今日は亡父の命日である。もう21年になる。71歳だった。今年の冬も寒いけれど、1997年の1月もとても寒かった。もう助からないと分かっていながら、実家の近くの八幡さまに初詣した時のあの寂寞感を思い出す。

 21年前の冬、自分が読んでいた本はこの三冊。(読んだ本は昔からずっと年毎月毎にメモしてある)和田俊の「その夏の別れ」、遠藤周作訳モーリヤックの「テレーズ・デスケルー」、そして中島敦の「かめれおん日記」。「その夏の別れ」は状況的に合点がいくが、父親の死を目前にして、いったいどういう気持で自分はモーリヤックや中島敦を再読していたのだろう。

 死亡届を出しに行った。父親の戸籍を見た。いつ生まれ、いつ誰と結婚し、いつこどもが誕生し、そして、いつ死んだか。書かれていることはそれだけだった。ひとの人生はそれでおしまいなのだ。それ以外のディテイルは残された者の記憶の中だけに宿る。

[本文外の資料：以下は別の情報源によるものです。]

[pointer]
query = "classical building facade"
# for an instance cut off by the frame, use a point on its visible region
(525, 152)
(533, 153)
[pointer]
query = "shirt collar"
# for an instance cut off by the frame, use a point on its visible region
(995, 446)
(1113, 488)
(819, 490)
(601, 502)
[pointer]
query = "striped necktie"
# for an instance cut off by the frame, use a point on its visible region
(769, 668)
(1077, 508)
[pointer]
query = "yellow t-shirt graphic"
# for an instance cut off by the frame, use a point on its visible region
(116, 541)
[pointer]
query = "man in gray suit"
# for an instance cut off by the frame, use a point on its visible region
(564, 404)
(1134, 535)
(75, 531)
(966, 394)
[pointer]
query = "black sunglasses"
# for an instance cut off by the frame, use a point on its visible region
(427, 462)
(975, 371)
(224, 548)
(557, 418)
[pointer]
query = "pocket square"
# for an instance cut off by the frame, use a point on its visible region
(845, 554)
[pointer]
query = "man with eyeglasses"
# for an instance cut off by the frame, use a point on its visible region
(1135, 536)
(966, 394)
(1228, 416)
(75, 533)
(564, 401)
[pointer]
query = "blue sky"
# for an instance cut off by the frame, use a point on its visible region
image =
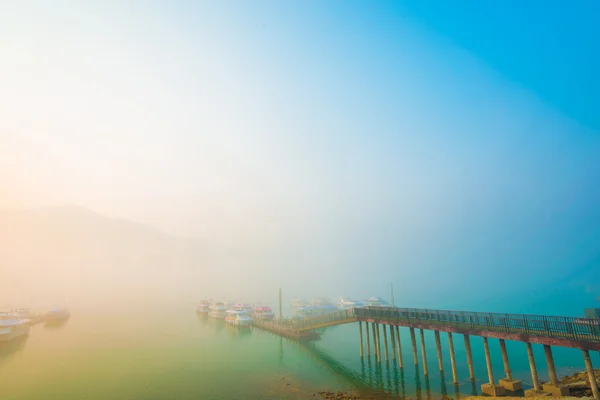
(439, 145)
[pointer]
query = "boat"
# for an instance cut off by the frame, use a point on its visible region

 車が大好きだった父親。60年代はフォルクスワーゲンのビートル、その後、タイプ3、タイプ4と乗り継ぎ、70年代はBMWの2002。国産車は買ってもすぐに飽きてしまう。例えばブルーバードのSSS。せっかく新車で買ったのにわずか2週間で売り払っていた。晩年はメルセデス。やはりメルセデスは最高だとのことだった。でも、あんなに車好きだったのにポルシェだけは乗らずじまい。心残りだったのではないだろうか。

 小学生の頃、父親の車の助手席に乗ってふたりでよくドライブをした。母親が家事ストライキを起こすたびに外にご飯を食べに行くのだ。VWタイプ4の時、あの運転上手な父親が交差点で軽い追突事故を起こしたことがある。たぶん車内で父親と口論になって、それで父親が脇見運転をしたのだと思う。申し訳ないことをした。

 スキーもゴルフもスポーツ万能。60〜70年代の地方都市で外車を乗り回していた父親。フランス料理店でのナイフとフォークの使い方が抜群に優雅だった父親。……久しぶりに会いたいなあと切に思う。